He was still beautiful. Beneath the dirt and the filth, his porcelain skin was white and pure as snow. His lips were blood red, his eyes very blue, veiled by long dark lashes. His hair was a tangled mess of raven's wing curls but they were beautiful too and he looked more like a china doll than a man. There is a certain charm to be found in the toy dolls of careless children: a careful child will keep their doll pristine and neat, but a doll who has been cracked and broken and dragged through dirt is somehow more beautiful for the abuse. Such was the case with Sherlock. His face was hollow and gaunt, he was bruised and dirty and terribly thin. The skin white as snow was stretched taut over his sharp bones. But he was beautiful.

Sherlock had had nothing for those sixteen years, and in all that time there had been one thing alone to occupy his thoughts, and he had clung to it and delighted in it and become obsessed with it, and this one thing was a name.

Moriarty.

It was all that he had, but he held onto it, and clutched it to his heart and dreamed of it and traced the letter on the back of his hand with his dirty fingernails. Moriarty. Only a name, nothing more, but it was something, and it was his, and he whispered the name in sleep and scratched it into the stone floor with a rock,_ Moriarty_. He was a prisoner of Moriarty. All he had ever seen of the man was a long black cloak and the top of a head, but he imagined to himself what Moriarty must look like: conjuring a terrible face in his dreams, and this was how he lived for sixteen years, dreaming of Moriarty and listening to birds.

* * *

"The boy." spat the King, "And you tell me he is fairer than I?" His black eyes glittered with malice as he stared into the glass. Skin white as snow, hair dark as night. He trembled in rage. His hand had crushed the red apple into pulp, and he let it fall to the floor. The answer was simple enough. The boy had to be killed.
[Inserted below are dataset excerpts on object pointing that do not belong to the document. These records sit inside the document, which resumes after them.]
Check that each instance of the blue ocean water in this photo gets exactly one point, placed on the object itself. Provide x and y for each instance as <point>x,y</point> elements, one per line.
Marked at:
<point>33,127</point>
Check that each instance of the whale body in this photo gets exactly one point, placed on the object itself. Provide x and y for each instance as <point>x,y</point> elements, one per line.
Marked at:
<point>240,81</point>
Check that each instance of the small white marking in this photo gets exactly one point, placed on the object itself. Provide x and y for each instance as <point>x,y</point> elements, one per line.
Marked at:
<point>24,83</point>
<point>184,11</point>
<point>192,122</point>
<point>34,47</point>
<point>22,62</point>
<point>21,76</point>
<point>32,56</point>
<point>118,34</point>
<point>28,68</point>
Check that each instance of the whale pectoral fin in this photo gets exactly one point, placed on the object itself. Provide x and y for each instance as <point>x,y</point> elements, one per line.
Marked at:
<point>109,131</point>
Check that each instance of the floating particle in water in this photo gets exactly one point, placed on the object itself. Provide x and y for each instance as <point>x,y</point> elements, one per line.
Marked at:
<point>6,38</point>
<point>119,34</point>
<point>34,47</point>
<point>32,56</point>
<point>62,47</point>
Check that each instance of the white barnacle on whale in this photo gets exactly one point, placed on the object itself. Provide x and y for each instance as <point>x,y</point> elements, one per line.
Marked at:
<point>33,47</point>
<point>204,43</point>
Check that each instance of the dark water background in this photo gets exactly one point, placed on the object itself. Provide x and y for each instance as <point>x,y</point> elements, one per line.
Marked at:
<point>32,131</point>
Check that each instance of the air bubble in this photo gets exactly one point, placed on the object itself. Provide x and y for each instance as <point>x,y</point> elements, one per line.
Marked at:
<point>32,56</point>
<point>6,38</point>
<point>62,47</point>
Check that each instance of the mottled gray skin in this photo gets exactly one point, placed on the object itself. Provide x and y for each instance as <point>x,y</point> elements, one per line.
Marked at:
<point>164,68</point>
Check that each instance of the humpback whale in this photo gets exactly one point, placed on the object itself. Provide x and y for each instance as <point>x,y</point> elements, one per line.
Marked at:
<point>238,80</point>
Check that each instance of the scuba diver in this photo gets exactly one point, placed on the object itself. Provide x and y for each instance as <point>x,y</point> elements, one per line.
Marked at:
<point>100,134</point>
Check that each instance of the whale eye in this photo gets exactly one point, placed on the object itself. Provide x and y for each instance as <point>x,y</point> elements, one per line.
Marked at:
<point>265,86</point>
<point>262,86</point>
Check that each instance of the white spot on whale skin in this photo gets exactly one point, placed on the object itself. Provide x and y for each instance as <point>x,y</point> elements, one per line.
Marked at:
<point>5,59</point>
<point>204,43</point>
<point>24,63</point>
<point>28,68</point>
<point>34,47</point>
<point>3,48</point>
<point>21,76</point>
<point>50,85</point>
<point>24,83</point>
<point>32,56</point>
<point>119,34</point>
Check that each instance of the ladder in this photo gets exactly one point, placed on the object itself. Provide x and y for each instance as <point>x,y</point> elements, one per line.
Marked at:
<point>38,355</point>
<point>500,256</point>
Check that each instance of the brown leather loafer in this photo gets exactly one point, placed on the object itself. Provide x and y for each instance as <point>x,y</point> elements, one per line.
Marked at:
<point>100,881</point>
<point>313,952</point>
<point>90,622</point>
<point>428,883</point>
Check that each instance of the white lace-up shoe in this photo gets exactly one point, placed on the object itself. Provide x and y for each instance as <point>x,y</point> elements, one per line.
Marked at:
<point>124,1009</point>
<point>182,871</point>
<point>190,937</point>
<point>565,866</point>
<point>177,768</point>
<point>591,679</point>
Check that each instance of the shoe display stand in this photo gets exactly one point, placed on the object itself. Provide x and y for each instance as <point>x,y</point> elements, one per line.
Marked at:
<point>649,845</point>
The King called for Sebastian.

Sebastian Moran was in turn the King's henchman, his manservant and his partner. He was the most valued of the King's many subjects, and may be considered the second in command of the kingdom. Sherlock knows him already, though not by name. We have referred to him until now as the man with the scar: the one who had dragged Sherlock from under the bed sixteen years ago, the one who had laughed. His hair was blonde, and he had a terrible scar down one half of his face. He was ugly, simple and cruel, but he was strong and loyal and he loved the King with all of his heart.

Sebastian came at once: it was a privilege for him to run to his King's side. He bows to Moriarty, as was custom. "My Lord, did you call?"

"You will fetch me the boy." commands the King.

"The prisoner, sir?"

"Yes."

Sebastian bowed again, deeply, and left the room.

The rock that Sherlock had used to carve Moriarty's name into the floor had once been a part of the stone wall of the tower. One of the stones had begun to crumble and a sliver of it had come loose, and it was this that Sherlock used to write the name of the man who had imprisoned him, and he went over it every day so that the writing was very deep and the rock was very sharp.

This is what he was doing when Sebastian came to fetch him. Sherlock heard the footfalls on the stairs, and paused in his carving, crouched on the dirty floor like a wild animal. He listens. Are they bringing him dinner already? It is still the afternoon. The footsteps are different as well: it is not the man who is usually sent to feed him. This man walks with a slight limp. Sherlock rises from his crouched position and presses a cautious ear to the heavy door. There was no rattle of silver that meant food was being brought. He is nervous, and his heart beats a bit quicker. What could they want with him? He had been left more or less alone for sixteen years. What could they want with him now?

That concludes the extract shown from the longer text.